Hi, and thanks for making this!

I noticed that the repo could use a number of stylistic, correctness, and performance improvements. For example:

• The code often performs racy filesystem checks of the form if path.exists() { do_thing(); }. This is incorrect, as the filesystem is a shared resource, and such code is therefore vulnerable to TOCTOU bugs/attacks.
• The code is in general unnecessarily complex at certain points, and contains some pieces of bad practice as well. For example:
  • The explicit lifetime in StaticModel::truncate_str() could be elided.
  • Again in truncate_str(), the explicit checking of s.chars().count() <= max_c is redundant and only causes an unnecessary iteration over the entire string. The function does exactly the same thing without it.
  • The explicit indexing into the 4-byte or 2-byte chunks during the conversion of the tensor contents to type f32 would be better expressed as <&[u8]>::try_into().unwrap(), which directly produces a [u8; N].
  • Due to potential loss of precision, from-conversion should be preferred over as-conversion for numeric types; the i8-typed path should teherefore be f32::from(b as i8) instead of the current b as i8 as f32.
  • There is again unnecessary casting and indexing when retrieving the shape of the tensor. It should simply be:

    let &[rows, cols] = tensor.shape().try_into().context("embedding tensor is not a 2D matrix")?;

  • Computing the median token length could be done without so many references and explicit dereferencing, and be simplified to just

    let median_token_length = lens.get(lens.len() / 2).copied().unwrap_or(1);

  • Using std::env::set_var() is already discouraged in itself (as it's not safe, see the linked docs), but using what is effectively a global variable for communicating between parts within the same program is especially inelegant.
  • Given that the whole library is about text processing, the humble token argument to the StaticModel::from_pretrained() method has a very non-informative and confusing name. Which token is it? The token to be classified? The start token? Ah, it's the HuggingFace API token!

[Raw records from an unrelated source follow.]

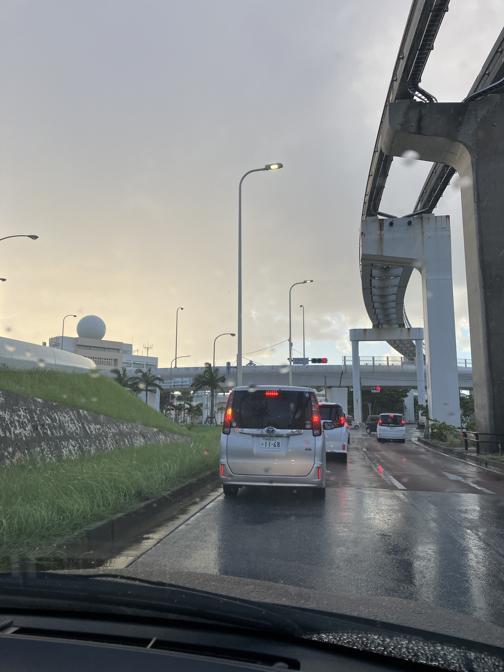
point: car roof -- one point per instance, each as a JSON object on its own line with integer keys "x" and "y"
{"x": 288, "y": 388}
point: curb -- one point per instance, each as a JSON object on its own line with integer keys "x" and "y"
{"x": 477, "y": 460}
{"x": 104, "y": 540}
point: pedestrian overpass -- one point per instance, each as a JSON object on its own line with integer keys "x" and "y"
{"x": 383, "y": 371}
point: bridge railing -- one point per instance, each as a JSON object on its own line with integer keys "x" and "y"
{"x": 495, "y": 441}
{"x": 394, "y": 360}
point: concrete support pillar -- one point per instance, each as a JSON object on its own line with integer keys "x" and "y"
{"x": 470, "y": 138}
{"x": 439, "y": 323}
{"x": 409, "y": 407}
{"x": 420, "y": 372}
{"x": 356, "y": 382}
{"x": 423, "y": 242}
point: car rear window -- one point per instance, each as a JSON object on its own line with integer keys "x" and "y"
{"x": 330, "y": 412}
{"x": 390, "y": 419}
{"x": 283, "y": 409}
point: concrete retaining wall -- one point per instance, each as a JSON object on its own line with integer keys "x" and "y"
{"x": 40, "y": 430}
{"x": 22, "y": 355}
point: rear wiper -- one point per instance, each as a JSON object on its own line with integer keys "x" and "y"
{"x": 110, "y": 592}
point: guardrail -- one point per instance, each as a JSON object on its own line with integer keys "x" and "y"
{"x": 395, "y": 360}
{"x": 479, "y": 438}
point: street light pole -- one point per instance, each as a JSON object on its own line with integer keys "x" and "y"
{"x": 176, "y": 333}
{"x": 63, "y": 328}
{"x": 32, "y": 236}
{"x": 226, "y": 333}
{"x": 303, "y": 282}
{"x": 304, "y": 339}
{"x": 212, "y": 392}
{"x": 239, "y": 363}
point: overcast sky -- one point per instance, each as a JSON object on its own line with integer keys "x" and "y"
{"x": 126, "y": 125}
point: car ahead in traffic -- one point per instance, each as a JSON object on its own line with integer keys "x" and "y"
{"x": 337, "y": 436}
{"x": 371, "y": 423}
{"x": 391, "y": 427}
{"x": 272, "y": 436}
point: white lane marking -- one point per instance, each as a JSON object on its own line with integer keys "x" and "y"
{"x": 395, "y": 482}
{"x": 454, "y": 457}
{"x": 383, "y": 473}
{"x": 467, "y": 481}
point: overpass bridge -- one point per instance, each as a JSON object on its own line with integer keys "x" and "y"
{"x": 466, "y": 137}
{"x": 384, "y": 371}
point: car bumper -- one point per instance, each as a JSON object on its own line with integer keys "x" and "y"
{"x": 309, "y": 481}
{"x": 391, "y": 436}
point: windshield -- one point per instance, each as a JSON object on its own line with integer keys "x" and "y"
{"x": 390, "y": 419}
{"x": 251, "y": 299}
{"x": 276, "y": 408}
{"x": 330, "y": 412}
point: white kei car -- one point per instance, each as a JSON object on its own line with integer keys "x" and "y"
{"x": 391, "y": 427}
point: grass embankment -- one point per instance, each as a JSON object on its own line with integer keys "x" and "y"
{"x": 89, "y": 391}
{"x": 42, "y": 504}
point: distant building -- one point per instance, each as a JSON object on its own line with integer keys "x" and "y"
{"x": 107, "y": 355}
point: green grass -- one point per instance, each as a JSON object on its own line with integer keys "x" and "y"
{"x": 89, "y": 391}
{"x": 40, "y": 505}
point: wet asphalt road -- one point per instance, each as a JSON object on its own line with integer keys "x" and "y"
{"x": 399, "y": 520}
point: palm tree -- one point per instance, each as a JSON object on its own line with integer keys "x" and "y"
{"x": 147, "y": 381}
{"x": 209, "y": 380}
{"x": 123, "y": 378}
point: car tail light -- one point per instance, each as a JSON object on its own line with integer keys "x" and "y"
{"x": 316, "y": 422}
{"x": 228, "y": 416}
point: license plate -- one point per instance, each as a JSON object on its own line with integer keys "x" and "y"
{"x": 271, "y": 444}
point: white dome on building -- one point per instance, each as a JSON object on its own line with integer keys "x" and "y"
{"x": 91, "y": 326}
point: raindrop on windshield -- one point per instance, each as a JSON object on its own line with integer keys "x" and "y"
{"x": 410, "y": 157}
{"x": 461, "y": 182}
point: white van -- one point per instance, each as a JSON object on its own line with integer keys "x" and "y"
{"x": 391, "y": 427}
{"x": 337, "y": 436}
{"x": 272, "y": 436}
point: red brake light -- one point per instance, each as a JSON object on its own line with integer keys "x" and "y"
{"x": 228, "y": 416}
{"x": 316, "y": 422}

It would be better to call it hf_api_token instead.
  • It would be better to accept an AsRef<Path> as the type of the repo_or_path argument instead of forcing a concrete &str. The reason for this is that &str implements AsRef<Path>, but a &Path can't easily (and losslessly) be converted to a &str because they (paths) aren't necessarily valid UTF-8. So the API would be more flexible and easier to use if it accepted an AsRef<Path>, which includes strings.
  • Again, deciding whether the input is a filesystem path or a HF repo URL based on the existence of the path on a local drive is at best shady. If someone misspells the path, or tries to access a directory with insufficient permissions etc., s/he will be confused as to why the library suddenly tries to download from HF. There should be an explicit flag/enum to declare which behavior one wants, or maybe even two entirely separate constructor functions for the two kinds of data sources.
  • Single-variable expressions in format strings can and should be inlined for better readability. For example:

    - .map_err(|e| anyhow!("Failed to load tokenizer: {}", e))?; + .map_err(|e| anyhow!("failed to load tokenizer: {e}"))?;

  and the same applies to the error message containing unk_token, for example.
  • (ah, yes, and error messages in Rust generally start with a lowercase letter by convention.)
  • Since serde_json can directly work with Readers, there's no need to read entire JSON files in memory before parsing them:

    - let cfg_bytes = fs::read(&cfg_path).context("Failed to read config.json")?; - let cfg: Value = serde_json::from_slice(&cfg_bytes).context("Failed to parse config.json")?; + let cfg_file = File::open(&cfg_path).context("failed to read config.json")?; + let cfg: Value = serde_json::from_reader(&cfg_file).context("failed to parse config.json")?;

• The return type of the embedding methods is Vec<Vec<f32>>, which in general means many allocations and a cache-unfriendly, discontiguous structure. Since the embeddings always have the same dimension/size, Array2<f32> would be a better return type, so a contiguous chunk of memory is returned and only a single allocation is needed.
• The executable command should be in a different crate so the library doesn't need to depend on clap, which has a pretty large transitive dependency tree that is entirely unnecessary when only the library is needed.
• The HF downloading should be behind a separate (but perhaps defaulted) feature, which allows one to skip a large number of further (networking/TLS) dependencies unless needed.